1. Introduce multiple pricing options
For organizations trying to increase their number of customers so they can subsequently grow their total ARR, introducing multiple pricing options can be a savvy strategic practice. This has become especially prevalent in streaming, where practically every streamer has introduced multiple subscription tiers, largely divided by ad-supported and ad-free content.
For example, after introducing its ad-supported tier a little over 18 months ago, Netflix’s ad-supported tier now allegedly accounts for over 45% of new signups — a clear indicator that offering a lower-priced plan made its offerings more appealing to budget-minded consumers.
Offering multiple tiers or pricing options certainly isn’t limited to streaming. Many SaaS businesses also successfully use this model, with pricing tiers based on factors like the number of users who have access to an account, the amount of available storage or bandwidth and other factors.
Quite often, many of the most desirable features are locked behind a higher-priced tier, which encourages subscribers to opt for the more expensive option. However, by giving your audience multiple price points to choose from, you can grow ARR by becoming more desirable to both budget-minded and feature-focused audiences. Price scaling can also make your core service tier more attractive, further fueling subscription and revenue growth.
Related: 5 Tips for Growing Your Subscription Business
2. Be strategic with price promotions
One common technique used by subscription-driven businesses is to offer a price promotion, typically getting users to sign up at a steeply discounted price for the first year before reverting to the standard price in future years. Though discounts are effective at driving signups, they can be even more powerful when backed by a strategic campaign.

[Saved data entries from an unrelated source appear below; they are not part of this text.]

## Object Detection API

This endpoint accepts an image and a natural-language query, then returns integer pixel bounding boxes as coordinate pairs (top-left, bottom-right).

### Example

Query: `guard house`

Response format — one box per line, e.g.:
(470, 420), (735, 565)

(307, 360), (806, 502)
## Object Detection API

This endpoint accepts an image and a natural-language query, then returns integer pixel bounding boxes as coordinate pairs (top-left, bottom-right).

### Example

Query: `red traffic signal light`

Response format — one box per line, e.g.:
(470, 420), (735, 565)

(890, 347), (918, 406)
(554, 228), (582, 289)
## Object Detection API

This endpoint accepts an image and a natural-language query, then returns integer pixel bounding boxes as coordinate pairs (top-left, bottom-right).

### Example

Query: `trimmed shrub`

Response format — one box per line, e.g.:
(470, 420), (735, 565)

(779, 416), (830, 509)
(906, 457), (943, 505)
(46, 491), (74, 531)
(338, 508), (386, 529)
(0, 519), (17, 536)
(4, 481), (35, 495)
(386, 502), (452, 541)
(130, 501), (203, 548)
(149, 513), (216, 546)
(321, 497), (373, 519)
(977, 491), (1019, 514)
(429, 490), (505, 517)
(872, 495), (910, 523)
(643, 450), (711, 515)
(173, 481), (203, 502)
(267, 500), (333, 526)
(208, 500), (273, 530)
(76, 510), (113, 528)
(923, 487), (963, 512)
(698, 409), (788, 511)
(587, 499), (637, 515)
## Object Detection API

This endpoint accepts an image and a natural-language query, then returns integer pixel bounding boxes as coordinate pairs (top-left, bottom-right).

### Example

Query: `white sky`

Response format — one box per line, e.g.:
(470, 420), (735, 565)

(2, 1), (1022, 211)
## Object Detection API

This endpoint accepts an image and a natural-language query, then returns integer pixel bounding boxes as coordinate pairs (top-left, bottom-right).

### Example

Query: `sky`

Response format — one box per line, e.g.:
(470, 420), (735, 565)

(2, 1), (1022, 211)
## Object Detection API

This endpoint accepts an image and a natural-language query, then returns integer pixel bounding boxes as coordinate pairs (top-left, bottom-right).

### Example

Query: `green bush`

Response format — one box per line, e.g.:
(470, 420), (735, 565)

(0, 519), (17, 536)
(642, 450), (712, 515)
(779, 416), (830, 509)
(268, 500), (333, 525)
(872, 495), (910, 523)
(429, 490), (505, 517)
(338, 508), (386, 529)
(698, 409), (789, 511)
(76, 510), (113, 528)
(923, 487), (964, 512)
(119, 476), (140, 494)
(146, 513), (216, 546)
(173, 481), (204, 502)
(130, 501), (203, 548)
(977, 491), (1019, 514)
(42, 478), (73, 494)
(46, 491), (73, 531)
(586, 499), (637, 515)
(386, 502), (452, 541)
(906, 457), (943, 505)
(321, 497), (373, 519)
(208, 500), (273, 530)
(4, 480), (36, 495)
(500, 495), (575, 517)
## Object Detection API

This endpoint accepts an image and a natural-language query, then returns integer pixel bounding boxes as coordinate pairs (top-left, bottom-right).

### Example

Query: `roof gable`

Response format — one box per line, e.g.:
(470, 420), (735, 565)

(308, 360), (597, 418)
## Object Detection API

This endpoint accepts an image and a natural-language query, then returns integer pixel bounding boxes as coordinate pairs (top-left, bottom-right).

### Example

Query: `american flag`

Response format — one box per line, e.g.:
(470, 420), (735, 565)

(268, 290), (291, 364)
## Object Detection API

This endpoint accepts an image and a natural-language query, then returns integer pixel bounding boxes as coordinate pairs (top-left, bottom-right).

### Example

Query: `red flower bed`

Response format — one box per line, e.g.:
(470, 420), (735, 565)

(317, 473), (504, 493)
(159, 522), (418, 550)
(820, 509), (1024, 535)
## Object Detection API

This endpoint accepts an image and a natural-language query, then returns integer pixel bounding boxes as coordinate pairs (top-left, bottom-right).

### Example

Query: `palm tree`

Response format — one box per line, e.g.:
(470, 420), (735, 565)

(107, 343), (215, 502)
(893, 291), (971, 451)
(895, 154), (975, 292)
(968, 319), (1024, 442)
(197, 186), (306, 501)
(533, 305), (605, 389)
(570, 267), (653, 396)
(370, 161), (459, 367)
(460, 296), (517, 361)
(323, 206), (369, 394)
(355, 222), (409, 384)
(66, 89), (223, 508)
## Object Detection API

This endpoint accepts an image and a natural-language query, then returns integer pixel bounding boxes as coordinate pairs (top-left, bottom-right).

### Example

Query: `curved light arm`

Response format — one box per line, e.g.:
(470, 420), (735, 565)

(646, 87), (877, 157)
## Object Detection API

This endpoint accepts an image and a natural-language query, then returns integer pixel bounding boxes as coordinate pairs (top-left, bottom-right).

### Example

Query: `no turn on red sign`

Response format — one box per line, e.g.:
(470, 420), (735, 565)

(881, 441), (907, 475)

Penned by co-founder, Iman Gadzhi, a case study from Flozy demonstrates how effective promotions can be driven by much more than an attractive price point. In the buildup to the company’s first Black Friday, their team created a significant amount of educational content to go alongside the Black Friday campaign.
As a result, when the Black Friday campaign launched with a significant discount on the company’s yearly plan, it was further supplemented by free educational content and live events with the founding team. This strategic approach that went beyond a simple price promotion resulted in a 1,000% increase in revenue — and helped demonstrate the subscription’s underlying value right from the start.
3. Ensure you have the necessary systems and support in place
As valuable as growth-oriented strategies are, retention cannot be ignored. If you have high levels of subscriber churn, then you don’t truly have annual recurring revenue. Instead, your subscription-based business will be operating more like a traditional business model, in which you must repeatedly pursue sales with new customers.
Because of this, businesses that have ARR as a key performance metric must invest heavily in customer satisfaction and retention efforts. In the Flozy case study cited earlier, after the company’s initial growth, implementing 24/7 support and daily customer service sessions that offered real-time assistance played a key role in helping satisfy existing customers while also spurring new monthly growth increases when the company reintroduced marketing.
Businesses must regularly evaluate pain points that are causing customers to cancel their subscriptions and focus on the processes and practices that affect these areas. Correcting deficiencies and finding ways to increase the value you offer to your existing subscribers is key to keeping them around in the long run. Such actions can also make potential price increases more palatable, as long as subscribers still feel like they are getting good value.
Related: How to Improve Your Subscription Business Churn Rate
For subscription-driven business models, few metrics are ultimately more important than ARR. By prioritizing this metric as part of your acquisition and retention process, you can identify initiatives and processes that will help you build a loyal customer base that drives dependable revenue for years to come.